Al incorporarme, unas manchas de polvo se han quedado prendadas de mi chaleco verde caqui, en forma de huellas de las palmas de las manos, más o menos sobre los pulmones, llenos hasta reventar de humedad, aroma a pescado pasado y a sudor de alubias, que impregna el interior del distrito de Cayo, en la antes conocida Honduras Británica, y que todavía no termina de creerse que Guatemala reconoce su existencia y libre albedrío.
Acepto la invitación del piloto de quedarme a cenar en su casa. Ante sus enormes e impenetrables gafas de sol vive una nube de tabaco y kriol, el idioma materno de prácticamente la mitad del país, una mezcla curiosa de inglés y español evolucionados a su manera. Frente a mi cara, la nube que se forma es de polvo único, el que provoco al sacudirme las manos.
Sumerjo las manos en agua fría de un barreño aparte. Al entrar en contacto con el agua, noto cómo me voy reconfortando. En la cocina del piloto, justo en la parte trasera de la casa baja, parecida a las que se ven en el sur de los Estados Unidos, jardín incluido, tienen un gran horno con el que hacen pan.
Tras el abrazo de bienvenida, ponen manos a la obra. Mezclan la harina de centeno que el piloto consiguió quién sabe dónde, y agua. Lo guardan en un recipiente en la nevera, de donde sacan otra masa “madre” con un interesante olor ácido, y un tono más claro. Le añaden agua y comienzan a darle forma a la masa. Lo apalean, lo cortan, lo estiran y lo compactan. Con una seña, me piden que me acerque. La señora del piloto me quita el vaso de agua y lo echa sobre un trozo, invitándome a unirme en la modelación del pan.
Tras un buen rato en silencio, noto entumecidas las muñecas, y la masa informe de harina gana la consistencia de una ridícula masa informe, si la comparo con las apetecibles hogazas que el piloto y su esposa han logrado enseguida, manejando con soltura sus manos para crear esa tensión en la superficie de la masa que permite a la bola de pan conservar las formas.
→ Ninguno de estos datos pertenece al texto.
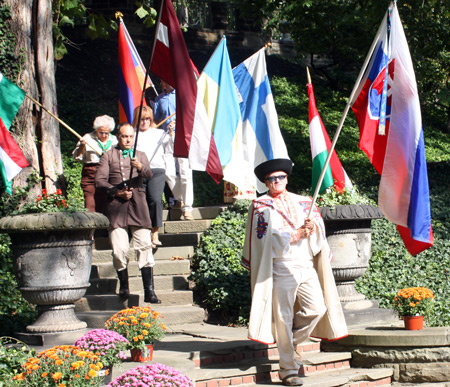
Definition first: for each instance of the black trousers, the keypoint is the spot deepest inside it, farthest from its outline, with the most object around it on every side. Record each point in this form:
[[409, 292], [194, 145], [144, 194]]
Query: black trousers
[[153, 193]]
Polvo y harina. Materia. Pero con un valor y un sentido. El polvo bajo nuestros pies son los que Dios ha ido trabajando y compactando para darle consistencia al suelo sobre el que nos movemos. Un trabajo incomparable al que sometemos nosotros al pan, por el que aún hay que sudar.
Me llenan de nuevo el vaso, con cerveza espumosa y fría. Me guardo una nueva metáfora en el bolsillo, mientras esperamos a que el pan se hornee. Llevará unos cuarenta minutos. En la televisión juega la selección nacional de fútbol, y algo en mi interior se mueve y se transforma, como los cuerpos de hidratos de carbono que se calientan en el horno. Aún conservo bajo las uñas parte del polvo y de la harina del mundo.